Le coup fut de ceux qui ébranlent une jeune aine jusque dans ses profondeurs et la font chanceler. Le monde n’entendit plus la voix du poète ; et si déjà dans le recueil de 1842 on put deviner le travail de ses méditations, c’est huit ans plus tard encore, en 1850, qu’il livra le secret de son recueillement et de sa métamorphose, quand il publia, sans nom d’auteur, sous l’inscription funéraire : In memoriam A. H. H. Obiit MDCCCXXXIII, les cent trente et un poèmes d’un mètre uniforme qui nous révèlent l’épreuve mémorable de sa douleur et le triomphe de son amour.

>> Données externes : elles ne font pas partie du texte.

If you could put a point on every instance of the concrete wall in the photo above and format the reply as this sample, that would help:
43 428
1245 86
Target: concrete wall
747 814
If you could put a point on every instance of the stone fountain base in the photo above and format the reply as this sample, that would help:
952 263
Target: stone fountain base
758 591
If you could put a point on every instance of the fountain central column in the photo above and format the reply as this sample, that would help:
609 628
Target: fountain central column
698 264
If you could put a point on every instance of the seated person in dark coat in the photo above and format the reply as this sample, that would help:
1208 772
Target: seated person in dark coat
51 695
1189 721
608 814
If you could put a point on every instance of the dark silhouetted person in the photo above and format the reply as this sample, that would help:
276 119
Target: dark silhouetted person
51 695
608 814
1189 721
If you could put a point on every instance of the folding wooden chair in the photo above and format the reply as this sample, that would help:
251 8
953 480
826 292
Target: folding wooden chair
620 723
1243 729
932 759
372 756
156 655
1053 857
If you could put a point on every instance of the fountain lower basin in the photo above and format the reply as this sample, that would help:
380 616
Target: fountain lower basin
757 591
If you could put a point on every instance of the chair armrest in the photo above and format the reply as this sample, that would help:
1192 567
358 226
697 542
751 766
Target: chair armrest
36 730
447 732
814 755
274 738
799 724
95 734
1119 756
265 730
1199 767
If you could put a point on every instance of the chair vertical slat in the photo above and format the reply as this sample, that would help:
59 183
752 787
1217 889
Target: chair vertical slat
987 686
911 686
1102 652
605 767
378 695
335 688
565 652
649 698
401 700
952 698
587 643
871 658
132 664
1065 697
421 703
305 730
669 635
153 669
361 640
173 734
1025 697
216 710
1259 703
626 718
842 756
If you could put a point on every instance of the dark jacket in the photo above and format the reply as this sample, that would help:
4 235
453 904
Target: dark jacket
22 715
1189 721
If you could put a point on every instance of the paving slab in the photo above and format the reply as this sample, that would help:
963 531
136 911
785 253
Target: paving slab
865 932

A une première lecture avide, nous risquons, nous autres Français, d’être déçus. Ce ne sont point là les magnifiques épanchemens des Contemplations, ces plaintes inspirées et ces chants d’une simplicité déchirante où se lamente la plus grande sensibilité lyrique de la poésie moderne. Nature recueillie et méditative, Tennyson n’a si longtemps vécu sur son intime souffrance que pour la conquérir à sa pensée, et cette lutte obstinée s’est terminée par une sereine victoire. Elle est minutieusement retracée, avec cet admirable sérieux, cette patience, cette lenteur du génie anglais, que ne lasse pas la monotonie. Car, malgré la richesse des variations, la diversité des nuances, cette longue suite de pièces sur le même thème, dans le même rythme, est monotone, inévitablement. Elle lasse une oreille distraite, ou toute sonore encore des fanfares éclatantes, des musiques aux larges flots. Mais elle est écrite pour des lecteurs posés, attentifs : ils en pénètrent, à mesure qu’ils l’écoutent chanter de plus près, ils en épuisent tout le sens, toute la vérité, toute la beauté. « La plus grande élégie du siècle, » répètent volontiers les critiques de langue anglaise. Oui, sans doute, en dépit de cette précision aiguë, de cette allure calme. Ces petits iambes octosyllabiques, groupés en strophes régulières de quatre vers, à rimes croisées, semblent faits pour l’analyse bien plutôt que pour les effusions, et rappellent les courtes pièces psychologiques d’un Sully Prudhomme :


L’habitude est nue étrangère
Qui s’installe dans la maison…


Le poète n’est pas emporté par le flot tumultueux d’un chagrin que rien ne maîtrise : il domine sa douleur, il l’oblige à se tenir devant lui, docile et frémissante ; il l’interroge, il se fait son confident, son conseiller, son consolateur ; il l’apprivoise, il l’apaise ; elle l’écoute, elle lui répond, elle devient, pour le satisfaire, subtile, ingénieuse : lui, ne laisse rien perdre ; il la suit dans ses lentes rêveries et dans ses méditations comme dans ses envolées. Il veut enfin lui prêter un langage digne d’elle, dût-il pâlir sur les propos qu’elle tient et que pieusement il interprète.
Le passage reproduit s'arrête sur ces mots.